We need to define relationship between tables using indicies. This it to tell featuretool, how tables are related and how they can be joined. This is requires from us specific knowledge about this particular dataset.

In [None]:
r_app_bureau = ft.Relationship(es['app']['SK_ID_CURR'], es['bureau']['SK_ID_CURR'])
r_bureau_balance = ft.Relationship(es['bureau']['SK_ID_BUREAU'], es['bureau_balance']['SK_ID_BUREAU'])
r_app_previous = ft.Relationship(es['app']['SK_ID_CURR'], es['previous']['SK_ID_CURR'])
r_previous_cash = ft.Relationship(es['previous']['SK_ID_PREV'], es['cash']['SK_ID_PREV'])
r_previous_installments = ft.Relationship(es['previous']['SK_ID_PREV'], es['installments']['SK_ID_PREV'])
r_previous_credit = ft.Relationship(es['previous']['SK_ID_PREV'], es['credit']['SK_ID_PREV'])

In [None]:
# Add relationships to EntitySet
es = es.add_relationships([r_app_bureau, r_bureau_balance,  r_app_previous, r_previous_cash, r_previous_installments, r_previous_credit])

Next we need to define `feature primitives`. Feature primitives are the building blocks of Featuretools.

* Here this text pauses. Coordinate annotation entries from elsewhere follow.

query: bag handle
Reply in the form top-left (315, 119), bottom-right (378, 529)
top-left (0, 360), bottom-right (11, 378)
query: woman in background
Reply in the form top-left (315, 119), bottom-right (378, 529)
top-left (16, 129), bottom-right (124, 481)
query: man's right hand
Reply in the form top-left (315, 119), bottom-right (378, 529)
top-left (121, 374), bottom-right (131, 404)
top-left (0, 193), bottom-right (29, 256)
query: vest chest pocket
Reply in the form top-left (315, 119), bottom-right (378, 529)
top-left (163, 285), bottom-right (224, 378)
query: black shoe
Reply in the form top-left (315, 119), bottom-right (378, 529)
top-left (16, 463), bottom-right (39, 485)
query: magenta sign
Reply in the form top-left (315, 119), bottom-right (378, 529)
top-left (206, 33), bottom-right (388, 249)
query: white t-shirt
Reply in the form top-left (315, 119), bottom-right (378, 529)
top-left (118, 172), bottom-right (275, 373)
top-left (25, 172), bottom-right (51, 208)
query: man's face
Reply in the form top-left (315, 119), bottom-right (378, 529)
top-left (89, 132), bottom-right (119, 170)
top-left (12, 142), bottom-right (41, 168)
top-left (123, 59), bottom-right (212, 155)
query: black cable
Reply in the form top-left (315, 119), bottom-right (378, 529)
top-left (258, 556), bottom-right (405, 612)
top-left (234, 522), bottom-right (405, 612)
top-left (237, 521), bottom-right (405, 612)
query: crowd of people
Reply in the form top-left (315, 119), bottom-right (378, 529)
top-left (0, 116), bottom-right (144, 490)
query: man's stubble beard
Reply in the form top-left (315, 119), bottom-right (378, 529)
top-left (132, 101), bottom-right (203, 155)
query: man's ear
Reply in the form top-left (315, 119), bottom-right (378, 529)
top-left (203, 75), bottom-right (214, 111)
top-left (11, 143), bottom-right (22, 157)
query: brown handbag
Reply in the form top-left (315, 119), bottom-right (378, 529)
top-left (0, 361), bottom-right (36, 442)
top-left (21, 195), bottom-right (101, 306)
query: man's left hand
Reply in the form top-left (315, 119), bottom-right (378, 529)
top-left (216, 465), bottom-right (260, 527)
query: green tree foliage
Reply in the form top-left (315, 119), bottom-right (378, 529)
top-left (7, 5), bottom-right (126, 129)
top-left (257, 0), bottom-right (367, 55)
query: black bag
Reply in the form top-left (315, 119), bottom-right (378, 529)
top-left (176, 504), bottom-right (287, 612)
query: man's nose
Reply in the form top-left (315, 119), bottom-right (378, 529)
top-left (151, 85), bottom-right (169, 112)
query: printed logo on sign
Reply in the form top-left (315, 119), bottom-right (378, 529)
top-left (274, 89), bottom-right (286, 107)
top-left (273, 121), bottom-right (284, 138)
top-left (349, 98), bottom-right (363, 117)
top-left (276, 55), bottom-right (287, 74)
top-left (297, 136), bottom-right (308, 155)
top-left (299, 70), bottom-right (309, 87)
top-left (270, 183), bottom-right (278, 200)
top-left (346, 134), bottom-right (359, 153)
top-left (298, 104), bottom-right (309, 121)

They define individual computations that can be applied to raw datasets to create new features. See [docs.](https://docs.featuretools.com/automated_feature_engineering/primitives.html)

In [None]:
primitives = ft.list_primitives()

In [None]:
primitives.head(5)

In [None]:
# Define default premitives
agg_primitives = ["sum", "max", "min", "mean", "count", "percent_true", "num_unique", "mode"]
trans_primitives = ['percentile', 'and']

Featuretools uses **Deep Feature Synthesis** to generate new features. More information about DFS [here](https://www.featurelabs.com/blog/deep-feature-synthesis/)

In [None]:
# Deep feature synthesis
feature_names = ft.dfs(entityset = es, target_entity = 'app', 
                        trans_primitives = trans_primitives,
                        agg_primitives = agg_primitives, 
                        max_depth = 2, n_jobs = 1, verbose = 1,
                        features_only = True)

When `features_only` true, only feature names are created and actual values of the features are not computed.

In [None]:
ft.save_features(feature_names, '../input/features2.txt')

**Note:** Due to constrains of my local machine, above code to was ran on AWS EC2. DFS generated  1800 features names.